Nihat : « La peur ne doit jamais gagner »
Bien disciplinés, les 22 acteurs et les bancs de touche accourent vers le tunnel central. « C’était un peu la panique à ce moment-là… Quand j’ai vu Darko (Kovačević, ndlr) courir, je me suis dit qu’il se passait un truc. Je ne savais pas ce que c’était, mais on voyait sur les visages des officiels qu’il fallait faire vite… L’alerte à la bombe, je l’ai su quand on était déjà dans le vestiaire. » Au mégaphone, le speaker s’efforce de contenir un public plongé dans le mystère. « Nous prions tous les spectateurs de quitter le stade dans l’ordre et le calme. » Là aussi, le message est écouté : 70 000 personnes sont évacuées des tribunes en seulement huit minutes, quitte à utiliser les accès réservés aux joueurs. « Les gens auraient pu se bousculer, à cause des mouvements de foule, mais la situation était bien gérée, évoque Nihat. Il fallait utiliser la sortie la plus proche, donc certains spectateurs ont rapidement suivi les joueurs dans le tunnel. C’est bizarre, parce que tu croises des gens qui se demandent comment ils peuvent s’en sortir… » Trois minutes avant l’heure fatidique, certains journalistes présents sur place filment une dernière fois le stade vidé, scène à la fois triste et incroyable.

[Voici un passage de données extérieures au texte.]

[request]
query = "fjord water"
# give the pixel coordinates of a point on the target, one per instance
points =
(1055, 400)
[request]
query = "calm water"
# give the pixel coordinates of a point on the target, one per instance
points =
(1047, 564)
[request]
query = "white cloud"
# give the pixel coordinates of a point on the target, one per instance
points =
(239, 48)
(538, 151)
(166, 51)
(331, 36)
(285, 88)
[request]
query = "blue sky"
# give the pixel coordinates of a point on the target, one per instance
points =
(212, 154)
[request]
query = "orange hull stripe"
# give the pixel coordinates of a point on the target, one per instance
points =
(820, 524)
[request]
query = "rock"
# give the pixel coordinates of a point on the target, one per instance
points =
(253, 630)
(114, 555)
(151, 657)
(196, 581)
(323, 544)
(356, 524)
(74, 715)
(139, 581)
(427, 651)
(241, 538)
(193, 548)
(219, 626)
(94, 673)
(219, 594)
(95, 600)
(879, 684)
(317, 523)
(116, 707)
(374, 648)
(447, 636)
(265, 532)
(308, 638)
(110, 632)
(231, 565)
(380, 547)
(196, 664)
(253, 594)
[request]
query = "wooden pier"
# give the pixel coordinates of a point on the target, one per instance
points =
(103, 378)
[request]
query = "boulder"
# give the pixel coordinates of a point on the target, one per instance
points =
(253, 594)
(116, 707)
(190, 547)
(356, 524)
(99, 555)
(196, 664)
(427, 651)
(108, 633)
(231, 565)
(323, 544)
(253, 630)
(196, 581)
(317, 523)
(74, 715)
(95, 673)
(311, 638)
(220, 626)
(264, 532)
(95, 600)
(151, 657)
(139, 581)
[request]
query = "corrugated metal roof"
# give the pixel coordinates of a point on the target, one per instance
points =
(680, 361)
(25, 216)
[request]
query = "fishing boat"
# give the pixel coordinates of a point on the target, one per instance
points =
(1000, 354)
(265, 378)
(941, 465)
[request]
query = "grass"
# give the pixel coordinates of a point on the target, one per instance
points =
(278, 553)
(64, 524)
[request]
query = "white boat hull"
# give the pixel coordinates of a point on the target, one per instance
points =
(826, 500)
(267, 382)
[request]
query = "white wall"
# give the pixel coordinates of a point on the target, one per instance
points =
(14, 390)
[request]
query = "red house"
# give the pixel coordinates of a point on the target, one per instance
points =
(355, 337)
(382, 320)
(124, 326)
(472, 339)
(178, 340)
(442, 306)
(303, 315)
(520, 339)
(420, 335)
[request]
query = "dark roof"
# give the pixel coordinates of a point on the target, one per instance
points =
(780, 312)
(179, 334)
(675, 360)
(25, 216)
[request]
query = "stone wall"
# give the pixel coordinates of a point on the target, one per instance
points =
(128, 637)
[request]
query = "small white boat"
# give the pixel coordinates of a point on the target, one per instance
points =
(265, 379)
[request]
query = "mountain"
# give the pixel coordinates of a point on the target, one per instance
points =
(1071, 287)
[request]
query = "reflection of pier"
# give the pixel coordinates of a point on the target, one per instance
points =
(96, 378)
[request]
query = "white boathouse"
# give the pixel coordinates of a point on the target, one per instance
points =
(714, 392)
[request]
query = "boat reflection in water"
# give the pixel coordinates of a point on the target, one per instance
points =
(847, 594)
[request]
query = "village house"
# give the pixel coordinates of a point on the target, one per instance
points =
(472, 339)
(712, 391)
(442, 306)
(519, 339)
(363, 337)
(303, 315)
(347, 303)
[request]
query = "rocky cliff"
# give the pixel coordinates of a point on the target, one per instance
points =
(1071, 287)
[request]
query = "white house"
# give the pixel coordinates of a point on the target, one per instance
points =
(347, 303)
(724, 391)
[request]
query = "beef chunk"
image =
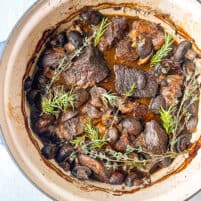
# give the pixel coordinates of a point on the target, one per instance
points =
(156, 104)
(91, 111)
(173, 89)
(96, 166)
(148, 29)
(70, 128)
(155, 138)
(82, 96)
(69, 114)
(81, 172)
(88, 69)
(125, 52)
(114, 32)
(125, 77)
(123, 142)
(181, 50)
(51, 58)
(96, 96)
(132, 126)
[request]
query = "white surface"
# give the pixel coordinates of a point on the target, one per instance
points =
(14, 186)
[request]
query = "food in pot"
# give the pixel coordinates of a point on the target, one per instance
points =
(114, 98)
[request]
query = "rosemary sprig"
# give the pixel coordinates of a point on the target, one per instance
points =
(167, 119)
(93, 135)
(101, 30)
(110, 98)
(59, 101)
(129, 93)
(163, 51)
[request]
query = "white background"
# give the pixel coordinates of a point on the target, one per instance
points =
(14, 186)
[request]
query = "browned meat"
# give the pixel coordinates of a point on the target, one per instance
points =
(88, 69)
(123, 142)
(96, 96)
(144, 46)
(81, 172)
(91, 111)
(156, 104)
(117, 178)
(112, 135)
(132, 126)
(91, 17)
(82, 96)
(114, 32)
(125, 52)
(125, 77)
(42, 123)
(70, 128)
(63, 153)
(149, 29)
(58, 40)
(51, 58)
(155, 138)
(69, 114)
(183, 141)
(140, 110)
(96, 166)
(181, 50)
(173, 89)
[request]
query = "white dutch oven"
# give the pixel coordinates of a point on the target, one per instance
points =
(20, 48)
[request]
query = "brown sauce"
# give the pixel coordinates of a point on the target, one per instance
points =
(109, 85)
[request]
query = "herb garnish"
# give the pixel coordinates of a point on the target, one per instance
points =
(101, 30)
(58, 101)
(129, 93)
(167, 119)
(110, 98)
(163, 51)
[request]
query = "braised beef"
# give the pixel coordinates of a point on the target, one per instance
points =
(49, 151)
(96, 166)
(181, 50)
(157, 103)
(92, 16)
(125, 52)
(116, 30)
(75, 38)
(88, 69)
(125, 77)
(96, 96)
(132, 126)
(155, 138)
(149, 29)
(81, 172)
(51, 58)
(173, 89)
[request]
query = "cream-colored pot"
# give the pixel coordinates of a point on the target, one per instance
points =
(20, 47)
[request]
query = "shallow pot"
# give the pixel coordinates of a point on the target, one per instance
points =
(22, 43)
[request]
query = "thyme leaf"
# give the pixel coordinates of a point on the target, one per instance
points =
(129, 93)
(101, 30)
(163, 51)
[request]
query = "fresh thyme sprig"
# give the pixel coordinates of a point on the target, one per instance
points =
(129, 93)
(101, 30)
(167, 119)
(58, 101)
(163, 51)
(110, 98)
(93, 135)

À l’extérieur, le spectacle est tout aussi irréel. Des joueurs ont voulu quitter l’enceinte en parka, short et chaussettes. Luís Figo est au téléphone, à l’instar de Guti, Ivan Helguera ou Iker Casillas. « C’est une réaction tout à fait normale, tempère Nihat. Quand des informations comme cela circulent, certains souhaitent prévenir leurs proches ou parler avec eux. De notre côté, nous avions vu depuis nos chambres d’hôtel que le stade s’était vidé sans incident. » En aparté, Pérez discute avec les officiels pour évoquer le report du match. Face aux caméras, le président raconte « la peur, et le souhait qu’il ne se passe rien » . Une prière entendue. 21 heures, aucune bombe n’explose. Quinze minutes plus tard, la fausse alerte est confirmée. L’ETA fait passer un frisson sur la capitale et s’offre là une médiatisation encore malvenue, après les attentats du 11 mars de la même année. Et le match dans tout cela ? Bloqué à 1-1… Jusqu’à 2005. Le 5 janvier, l’épilogue est joué à Santiago-Bernabéu. Sur le banc, Vanderlei Luxemburgo passe ses six premières minutes comme entraîneur de la Maison Blanche, pour un match unique en son genre. « J’espère que ça ne se produira plus, cela reste un très mauvais souvenir, conclut Nihat. Malgré tout, le stade était quasiment plein pour voir la fin du match. Cela prouve que les gens n’avaient pas peur. Dans ce genre de situations, la peur ne doit jamais gagner. » En six minutes, le Real inscrira un penalty, provoqué par Ronaldo, puis transformé par Zinédine Zidane. Trois semaines après, la foule blanche peut à nouveau rugir de plaisir. Zizou est magique.